While we can observe a slight drop in triples over the last five seasons, it’s not enough to account for the strong rise in home runs over the same period of time.

However, many have correlated the increase in home runs with an increase in the other two outcomes - walks and strikeouts. Let’s see if this adds new information.

Triples tables - walks & strikeouts

Season BB BB per PA IBB IBB per PA SO SO per AB SO per PA
Season BB BB per PA IBB IBB per PA SO SO per AB SO per PA
2010 15,778 10.93% 1,216 0.66% 34,306 20.75% 18.49%
2011 15,018 10.69% 1,231 0.66% 34,488 20.81% 18.62%
2012 14,709 10.86% 1,055 0.57% 36,426 22.04% 19.78%
2013 14,640 10.42% 1,018 0.55% 36,710 22.11% 19.86%
2014 14,020 10.19% 985 0.54% 37,441 22.61% 20.36%
2015 14,073 10.70% 951 0.52% 37,446 22.63% 20.39%
2016 15,088 11.24% 932 0.50% 38,983 23.55% 21.12%
2017 15,829 11.63% 970 0.52% 40,104 24.22% 21.64%
2018 15,686 11.13% 929 0.50% 41,207 24.91% 22.26%
2019 8,372 12.02% 429 0.44% 22,189 25.46% 22.73%
statistics gathered by Tom Monitto
statistics graphed by Tom Monitto
statistics graphed by Tom Monitto

Pay attention to the Y-axis of the strikeouts graph: despite the flat-looking slope of the line, that is a rise of over four percentage points in a ten-year span. Walks have zigzagged a little, but have similarly been rising since 2014 (with that 2018 hiccup again).
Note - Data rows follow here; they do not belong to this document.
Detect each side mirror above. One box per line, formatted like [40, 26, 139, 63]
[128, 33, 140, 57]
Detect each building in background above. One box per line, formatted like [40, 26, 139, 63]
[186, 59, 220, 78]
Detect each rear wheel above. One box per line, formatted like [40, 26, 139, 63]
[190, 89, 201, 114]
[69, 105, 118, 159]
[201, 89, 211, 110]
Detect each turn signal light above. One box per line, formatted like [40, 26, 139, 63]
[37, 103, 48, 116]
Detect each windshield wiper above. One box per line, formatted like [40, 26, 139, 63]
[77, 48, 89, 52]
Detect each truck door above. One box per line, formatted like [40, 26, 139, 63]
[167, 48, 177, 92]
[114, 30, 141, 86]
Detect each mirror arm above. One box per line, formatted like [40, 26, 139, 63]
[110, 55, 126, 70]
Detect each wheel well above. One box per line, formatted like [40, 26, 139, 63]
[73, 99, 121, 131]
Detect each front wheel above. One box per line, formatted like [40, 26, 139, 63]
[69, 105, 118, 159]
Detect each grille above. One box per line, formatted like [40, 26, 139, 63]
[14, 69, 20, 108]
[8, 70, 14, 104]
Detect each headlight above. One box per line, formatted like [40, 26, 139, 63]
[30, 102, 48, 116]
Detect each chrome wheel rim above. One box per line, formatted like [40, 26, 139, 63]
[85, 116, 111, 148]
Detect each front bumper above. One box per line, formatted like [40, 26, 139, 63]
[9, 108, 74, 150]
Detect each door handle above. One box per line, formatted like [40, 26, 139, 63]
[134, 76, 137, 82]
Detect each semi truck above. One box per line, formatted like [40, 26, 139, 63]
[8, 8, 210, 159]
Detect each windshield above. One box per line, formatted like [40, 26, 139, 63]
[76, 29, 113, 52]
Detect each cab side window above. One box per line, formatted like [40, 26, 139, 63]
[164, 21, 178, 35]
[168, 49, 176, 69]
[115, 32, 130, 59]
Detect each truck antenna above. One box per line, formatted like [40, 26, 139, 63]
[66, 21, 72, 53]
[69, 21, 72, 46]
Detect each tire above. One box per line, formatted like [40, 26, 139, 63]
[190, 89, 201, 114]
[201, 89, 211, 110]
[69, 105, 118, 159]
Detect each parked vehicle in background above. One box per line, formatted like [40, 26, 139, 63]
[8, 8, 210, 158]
But once again, these rises are too high to account for the drop in triples.

So where are all the triples going? We’ve only got a partial set of information here to assist any guesses, but the trends in these graphs can lead to a conclusion. As singles and triples have dropped while doubles, home runs, walks, and strikeouts have risen, perhaps the answer is that teams are turning away from the style of player who can leg out singles and triples, instead looking for hits that travel over or off the wall.

Maybe triples are becoming home runs after all.